Teaching agriculture is one of those skills, which is increasingly important as the number of ag teachers is on the decline. Mariah Swygert and Matthew Bonnette are two FFA members who are coming to Clemson University in the fall (2017) to begin their degree paths in agriculture education.
“I live on a family farm,” said Swygert, 18, of Leesville. “I have always been involved in agriculture and I understand how important it is to our society. I love agriculture and I want to teach others to love it as much as I do.”
Swygert said she plans to earn her bachelor’s and master’s degrees, then return to her hometown to teach. Her plans also include creating a program to teach agriculture to younger children.
Bonnette, 18, of Chapin also plans to attend Clemson University this fall (2017).
“I believe it’s important everyone understands where our food and fiber comes from so that they can appreciate it more,” Bonnette said. “I want to teach high school students the same skills I have learned so that they can become educated consumers of agriculture. We all like to eat and wear clothes, and I want to teach people about where their food and clothes come from.”
George Askew, dean of the Clemson College of Agriculture, Forestry and Life Sciences, said FFA members are just what America’s agricultural industry needs.
“I feel joy when I see blue jackets on the Clemson campus,” said Askew, in reference to the blue jackets FFA members wear. “I am happy because I know the future of agriculture is in good hands.”
Jim Clements, Clemson president, agreed.
“When Clemson Agricultural College opened its doors in 1893, there were just 446 students,” Clements said. “Today, we have almost 25,000 students and we are ranked among the top universities in the United States. Agriculture is strong here at Clemson and we support all you do. FFA is a great organization that provides great opportunities for youth to succeed.”
Also during the convention, state officers were elected for the 2017-2018 year. They are:
• Philip Rhodes, state president, Calhoun Falls Charter School
• Allison Harman, state secretary, Gilbert High School
• Lauren Kirkley, state vice president, McBee High School
• Matthew Bonnette , state vice president, Center for Advanced Technical Studies
• Samantha Parker, state vice president, Pendleton High School
• Christle Tindall, state vice president, Edisto High School
The mission of FFA is to make a positive difference in the lives of students by developing their potential for premier leadership, personal growth and career success through agricultural education, said Keith Cox, executive director of the South Carolina FFA Association. FFA chapters are located in middle and high schools, as well as colleges throughout South Carolina.

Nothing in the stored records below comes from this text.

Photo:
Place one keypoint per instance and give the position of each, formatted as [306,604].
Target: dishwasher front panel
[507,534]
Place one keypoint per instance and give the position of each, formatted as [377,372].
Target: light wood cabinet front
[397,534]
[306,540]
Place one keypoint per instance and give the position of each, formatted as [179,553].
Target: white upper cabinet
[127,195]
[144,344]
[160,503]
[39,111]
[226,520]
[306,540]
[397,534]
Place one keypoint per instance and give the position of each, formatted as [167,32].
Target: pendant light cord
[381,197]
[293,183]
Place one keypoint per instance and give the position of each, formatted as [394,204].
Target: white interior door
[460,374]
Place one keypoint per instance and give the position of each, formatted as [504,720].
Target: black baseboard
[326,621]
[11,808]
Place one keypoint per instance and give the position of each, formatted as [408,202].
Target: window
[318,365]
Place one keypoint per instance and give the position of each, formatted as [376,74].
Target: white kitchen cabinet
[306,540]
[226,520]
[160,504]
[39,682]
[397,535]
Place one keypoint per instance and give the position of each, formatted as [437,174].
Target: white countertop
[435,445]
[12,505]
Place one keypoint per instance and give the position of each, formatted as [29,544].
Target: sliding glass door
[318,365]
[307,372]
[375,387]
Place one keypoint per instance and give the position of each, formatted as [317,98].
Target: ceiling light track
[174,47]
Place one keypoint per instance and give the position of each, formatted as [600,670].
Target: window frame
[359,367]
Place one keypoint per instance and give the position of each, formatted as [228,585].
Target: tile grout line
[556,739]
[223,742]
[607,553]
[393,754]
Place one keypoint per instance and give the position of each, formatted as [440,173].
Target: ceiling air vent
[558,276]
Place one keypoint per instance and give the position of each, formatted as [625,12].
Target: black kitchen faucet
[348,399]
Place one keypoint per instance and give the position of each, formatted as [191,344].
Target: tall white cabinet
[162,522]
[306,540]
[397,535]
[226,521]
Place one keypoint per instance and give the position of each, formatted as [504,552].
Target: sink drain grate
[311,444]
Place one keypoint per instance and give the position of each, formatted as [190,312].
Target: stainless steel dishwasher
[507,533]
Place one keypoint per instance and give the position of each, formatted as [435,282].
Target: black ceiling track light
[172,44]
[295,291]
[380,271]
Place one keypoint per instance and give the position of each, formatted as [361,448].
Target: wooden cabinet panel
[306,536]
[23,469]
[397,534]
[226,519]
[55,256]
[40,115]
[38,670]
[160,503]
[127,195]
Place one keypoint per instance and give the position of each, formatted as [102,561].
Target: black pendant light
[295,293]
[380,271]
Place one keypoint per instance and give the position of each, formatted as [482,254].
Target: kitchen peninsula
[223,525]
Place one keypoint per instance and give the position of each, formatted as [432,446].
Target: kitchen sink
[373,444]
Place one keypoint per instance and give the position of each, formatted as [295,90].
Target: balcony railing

“I encourage students in middle school, high school or college who have an interest in agriculture and leadership, as well as making a difference in their communities, to join their local FFA chapter,” Cox said. “Being a member of FFA is one of the best, most positive things a young person can do.”
Denise Attaway is with the College of Agriculture, Forestry and Life Sciences; Public Service and Agriculture, at Clemson University.